What Is Insider Selling?

Most investors know that it is quite permissible for company leaders, such as directors of the board, to buy and sell stock in the company. However, rules govern insider transactions, and certain disclosures are required.

We don't think shareholders should simply follow insider transactions. But it is perfectly logical to keep tabs on what insiders are doing. As Peter Lynch said, 'insiders might sell their shares for any number of reasons, but they buy them for only one: they think the price will rise'.

Check out our latest analysis for Asian American Medical Group

The Last 12 Months Of Insider Transactions At Asian American Medical Group

In the last twelve months, the biggest single purchase by an insider was when Executive Chairman & Group COO Chah Tan Kai bought AU$81k worth of shares at a price of AU$0.096 per share. That means that even when the share price was higher than AU$0.03 (the recent price), an insider wanted to purchase shares. While their view may have changed since the purchase was made, this does at least suggest they have had confidence in the company's future. We always take careful note of the price insiders pay when purchasing shares. It is encouraging to see an insider paid above the current price for shares, as it suggests they saw value, even at higher levels. Chah Tan Kai was the only individual insider to buy shares in the last twelve months.

You can see a visual depiction of insider transactions (by companies and individuals) over the last 12 months, below. If you want to know exactly who sold, for how much, and when, simply click on the graph below!

insider-trading-volume
insider-trading-volume

Asian American Medical Group is not the only stock that insiders are buying. For those who like to find winning investments this free list of growing companies with recent insider purchasing, could be just the ticket.

Does Asian American Medical Group Boast High Insider Ownership?

I like to look at how many shares insiders own in a company, to help inform my view of how aligned they are with insiders. Usually, the higher the insider ownership, the more likely it is that insiders will be incentivised to build the company for the long term. Asian American Medical Group insiders own 74% of the company, currently worth about AU$7.7m based on the recent share price. Most shareholders would be happy to see this sort of insider ownership, since it suggests that management incentives are well aligned with other shareholders.

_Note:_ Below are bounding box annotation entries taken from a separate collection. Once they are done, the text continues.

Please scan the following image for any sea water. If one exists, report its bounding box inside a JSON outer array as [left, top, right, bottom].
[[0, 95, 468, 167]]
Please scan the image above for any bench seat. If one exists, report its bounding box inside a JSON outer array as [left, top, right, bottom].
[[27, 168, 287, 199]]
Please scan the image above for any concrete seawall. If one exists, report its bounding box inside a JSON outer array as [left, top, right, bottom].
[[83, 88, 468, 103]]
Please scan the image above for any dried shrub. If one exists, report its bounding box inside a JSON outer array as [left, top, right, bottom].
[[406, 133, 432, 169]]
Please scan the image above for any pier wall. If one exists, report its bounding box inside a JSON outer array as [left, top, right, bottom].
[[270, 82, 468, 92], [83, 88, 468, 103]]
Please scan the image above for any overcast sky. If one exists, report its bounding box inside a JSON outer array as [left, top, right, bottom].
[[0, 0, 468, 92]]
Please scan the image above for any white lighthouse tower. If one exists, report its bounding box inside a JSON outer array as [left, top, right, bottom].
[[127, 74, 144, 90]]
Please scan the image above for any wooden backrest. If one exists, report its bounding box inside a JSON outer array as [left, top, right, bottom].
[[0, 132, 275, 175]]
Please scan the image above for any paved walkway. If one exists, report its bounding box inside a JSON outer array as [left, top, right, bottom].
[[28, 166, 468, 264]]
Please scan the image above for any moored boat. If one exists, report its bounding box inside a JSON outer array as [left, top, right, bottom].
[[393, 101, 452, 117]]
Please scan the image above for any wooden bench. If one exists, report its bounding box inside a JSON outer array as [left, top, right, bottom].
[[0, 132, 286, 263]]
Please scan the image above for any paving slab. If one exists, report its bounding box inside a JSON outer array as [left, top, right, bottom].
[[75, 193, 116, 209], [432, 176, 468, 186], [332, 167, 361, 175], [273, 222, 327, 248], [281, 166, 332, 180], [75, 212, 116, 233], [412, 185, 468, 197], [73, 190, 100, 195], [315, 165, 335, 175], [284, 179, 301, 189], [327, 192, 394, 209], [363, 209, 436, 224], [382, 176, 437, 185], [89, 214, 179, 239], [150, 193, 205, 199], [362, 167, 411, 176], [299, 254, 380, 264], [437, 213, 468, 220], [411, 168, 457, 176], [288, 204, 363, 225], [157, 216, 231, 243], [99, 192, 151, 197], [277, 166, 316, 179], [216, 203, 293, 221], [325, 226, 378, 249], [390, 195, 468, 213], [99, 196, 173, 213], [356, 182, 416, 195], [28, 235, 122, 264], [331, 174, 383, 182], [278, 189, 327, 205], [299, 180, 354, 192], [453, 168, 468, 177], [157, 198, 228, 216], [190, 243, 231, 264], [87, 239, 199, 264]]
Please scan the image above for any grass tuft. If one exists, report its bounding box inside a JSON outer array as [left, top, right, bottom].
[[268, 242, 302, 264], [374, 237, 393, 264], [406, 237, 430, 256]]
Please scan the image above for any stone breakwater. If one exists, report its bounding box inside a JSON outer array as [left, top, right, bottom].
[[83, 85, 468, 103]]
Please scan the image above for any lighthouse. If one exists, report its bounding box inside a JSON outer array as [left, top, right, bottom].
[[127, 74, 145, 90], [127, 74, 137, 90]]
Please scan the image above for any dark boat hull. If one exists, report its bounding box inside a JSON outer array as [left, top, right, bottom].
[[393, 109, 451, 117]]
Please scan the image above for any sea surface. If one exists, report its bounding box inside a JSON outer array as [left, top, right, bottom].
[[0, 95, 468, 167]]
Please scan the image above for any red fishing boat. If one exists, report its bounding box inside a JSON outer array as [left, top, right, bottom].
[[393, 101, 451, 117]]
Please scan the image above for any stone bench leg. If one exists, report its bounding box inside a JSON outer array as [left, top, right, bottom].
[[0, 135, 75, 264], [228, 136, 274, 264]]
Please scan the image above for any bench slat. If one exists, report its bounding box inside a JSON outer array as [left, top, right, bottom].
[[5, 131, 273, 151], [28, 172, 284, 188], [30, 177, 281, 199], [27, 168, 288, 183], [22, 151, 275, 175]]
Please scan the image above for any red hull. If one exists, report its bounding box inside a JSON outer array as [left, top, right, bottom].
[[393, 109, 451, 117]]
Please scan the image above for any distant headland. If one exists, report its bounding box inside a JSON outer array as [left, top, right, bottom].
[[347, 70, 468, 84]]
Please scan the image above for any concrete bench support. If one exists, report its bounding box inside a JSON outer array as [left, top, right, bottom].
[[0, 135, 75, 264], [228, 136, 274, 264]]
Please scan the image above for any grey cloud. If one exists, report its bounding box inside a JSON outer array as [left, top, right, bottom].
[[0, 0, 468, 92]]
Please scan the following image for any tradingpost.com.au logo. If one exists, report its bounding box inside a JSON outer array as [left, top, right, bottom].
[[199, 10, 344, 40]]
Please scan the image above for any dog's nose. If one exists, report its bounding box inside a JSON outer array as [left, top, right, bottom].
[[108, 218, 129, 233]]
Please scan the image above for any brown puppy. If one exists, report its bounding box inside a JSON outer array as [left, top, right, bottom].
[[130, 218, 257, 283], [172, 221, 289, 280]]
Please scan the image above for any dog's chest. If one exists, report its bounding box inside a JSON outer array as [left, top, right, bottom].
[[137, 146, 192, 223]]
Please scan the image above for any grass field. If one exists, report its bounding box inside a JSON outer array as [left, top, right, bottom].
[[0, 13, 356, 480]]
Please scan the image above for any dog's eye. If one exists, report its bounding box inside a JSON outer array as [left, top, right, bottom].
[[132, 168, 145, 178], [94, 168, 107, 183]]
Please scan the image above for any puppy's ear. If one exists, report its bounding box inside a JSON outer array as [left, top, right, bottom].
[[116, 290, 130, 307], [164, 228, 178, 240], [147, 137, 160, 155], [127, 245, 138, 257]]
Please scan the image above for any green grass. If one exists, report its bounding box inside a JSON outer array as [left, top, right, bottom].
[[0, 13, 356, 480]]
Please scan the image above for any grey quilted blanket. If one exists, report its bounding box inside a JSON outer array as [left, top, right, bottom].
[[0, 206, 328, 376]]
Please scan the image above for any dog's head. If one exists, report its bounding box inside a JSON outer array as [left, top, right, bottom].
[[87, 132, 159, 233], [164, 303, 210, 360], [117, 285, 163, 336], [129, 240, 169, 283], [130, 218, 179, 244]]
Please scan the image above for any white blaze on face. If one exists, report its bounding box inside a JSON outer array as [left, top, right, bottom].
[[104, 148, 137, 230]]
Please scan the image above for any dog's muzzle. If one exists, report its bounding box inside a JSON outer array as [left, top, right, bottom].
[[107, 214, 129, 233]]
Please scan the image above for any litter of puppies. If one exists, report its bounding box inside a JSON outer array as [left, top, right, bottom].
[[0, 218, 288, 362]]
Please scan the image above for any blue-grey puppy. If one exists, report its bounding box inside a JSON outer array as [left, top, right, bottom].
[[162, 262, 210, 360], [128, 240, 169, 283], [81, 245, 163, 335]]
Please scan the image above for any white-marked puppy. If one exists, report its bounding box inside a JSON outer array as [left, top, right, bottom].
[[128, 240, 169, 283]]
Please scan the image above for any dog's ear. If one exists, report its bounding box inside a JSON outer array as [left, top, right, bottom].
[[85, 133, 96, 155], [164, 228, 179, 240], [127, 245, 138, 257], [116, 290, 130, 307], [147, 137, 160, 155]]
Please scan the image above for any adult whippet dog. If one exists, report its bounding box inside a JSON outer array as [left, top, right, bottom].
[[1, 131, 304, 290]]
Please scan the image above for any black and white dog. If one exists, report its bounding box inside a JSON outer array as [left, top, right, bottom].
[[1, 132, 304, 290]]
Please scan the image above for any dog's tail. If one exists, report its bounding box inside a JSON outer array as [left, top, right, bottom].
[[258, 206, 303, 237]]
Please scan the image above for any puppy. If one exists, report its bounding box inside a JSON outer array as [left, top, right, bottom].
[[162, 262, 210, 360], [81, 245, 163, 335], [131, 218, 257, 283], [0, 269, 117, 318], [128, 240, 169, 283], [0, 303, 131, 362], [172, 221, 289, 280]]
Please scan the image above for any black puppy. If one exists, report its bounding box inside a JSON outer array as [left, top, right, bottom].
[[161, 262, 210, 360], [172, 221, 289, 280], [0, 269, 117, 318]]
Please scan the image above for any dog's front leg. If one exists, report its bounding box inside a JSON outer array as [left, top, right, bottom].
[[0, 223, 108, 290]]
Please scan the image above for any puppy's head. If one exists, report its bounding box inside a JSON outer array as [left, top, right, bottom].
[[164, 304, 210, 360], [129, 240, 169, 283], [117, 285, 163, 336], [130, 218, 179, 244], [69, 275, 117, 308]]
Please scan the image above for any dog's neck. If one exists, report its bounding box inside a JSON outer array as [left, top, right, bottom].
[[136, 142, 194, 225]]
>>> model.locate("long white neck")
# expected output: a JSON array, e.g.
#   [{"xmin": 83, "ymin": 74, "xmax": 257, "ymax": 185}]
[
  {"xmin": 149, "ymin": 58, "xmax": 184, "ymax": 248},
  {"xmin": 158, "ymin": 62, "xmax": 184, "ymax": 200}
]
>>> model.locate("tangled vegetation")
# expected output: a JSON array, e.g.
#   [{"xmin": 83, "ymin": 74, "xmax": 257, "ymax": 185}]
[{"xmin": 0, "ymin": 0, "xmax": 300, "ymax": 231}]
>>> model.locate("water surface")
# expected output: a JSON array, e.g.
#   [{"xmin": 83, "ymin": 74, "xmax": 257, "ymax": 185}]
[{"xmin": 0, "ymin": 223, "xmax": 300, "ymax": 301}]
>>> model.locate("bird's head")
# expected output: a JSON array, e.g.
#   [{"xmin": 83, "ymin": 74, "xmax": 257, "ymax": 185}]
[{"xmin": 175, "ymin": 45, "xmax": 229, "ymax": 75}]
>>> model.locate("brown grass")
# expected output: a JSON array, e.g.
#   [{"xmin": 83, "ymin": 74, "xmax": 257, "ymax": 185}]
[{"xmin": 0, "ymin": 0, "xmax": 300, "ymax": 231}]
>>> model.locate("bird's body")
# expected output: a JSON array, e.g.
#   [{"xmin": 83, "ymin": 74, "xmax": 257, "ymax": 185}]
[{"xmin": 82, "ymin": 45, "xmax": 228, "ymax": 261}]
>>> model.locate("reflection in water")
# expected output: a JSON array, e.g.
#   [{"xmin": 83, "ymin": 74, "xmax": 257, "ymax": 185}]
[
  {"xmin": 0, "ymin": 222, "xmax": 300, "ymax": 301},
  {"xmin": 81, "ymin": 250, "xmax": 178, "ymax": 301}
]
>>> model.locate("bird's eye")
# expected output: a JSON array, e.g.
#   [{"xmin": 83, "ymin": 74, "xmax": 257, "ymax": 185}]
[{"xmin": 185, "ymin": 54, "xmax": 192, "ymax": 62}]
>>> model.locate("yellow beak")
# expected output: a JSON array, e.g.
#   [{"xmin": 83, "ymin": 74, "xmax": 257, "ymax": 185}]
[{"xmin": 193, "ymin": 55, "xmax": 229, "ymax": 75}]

So What Does This Data Suggest About Asian American Medical Group Insiders?

There haven't been any insider transactions in the last three months -- that doesn't mean much. However, our analysis of transactions over the last year is heartening. Judging from their transactions, and high insider ownership, Asian American Medical Group insiders feel good about the company's future. So these insider transactions can help us build a thesis about the stock, but it's also worthwhile knowing the risks facing this company. At Simply Wall St, we found 3 warning signs for Asian American Medical Group that deserve your attention before buying any shares.

Of course Asian American Medical Group may not be the best stock to buy. So you may wish to see this free collection of high quality companies.

For the purposes of this article, insiders are those individuals who report their transactions to the relevant regulatory body. We currently account for open market transactions and private dispositions, but not derivative transactions.

This article by Simply Wall St is general in nature. It does not constitute a recommendation to buy or sell any stock, and does not take account of your objectives, or your financial situation. We aim to bring you long-term focused analysis driven by fundamental data. Note that our analysis may not factor in the latest price-sensitive company announcements or qualitative material. Simply Wall St has no position in any stocks mentioned.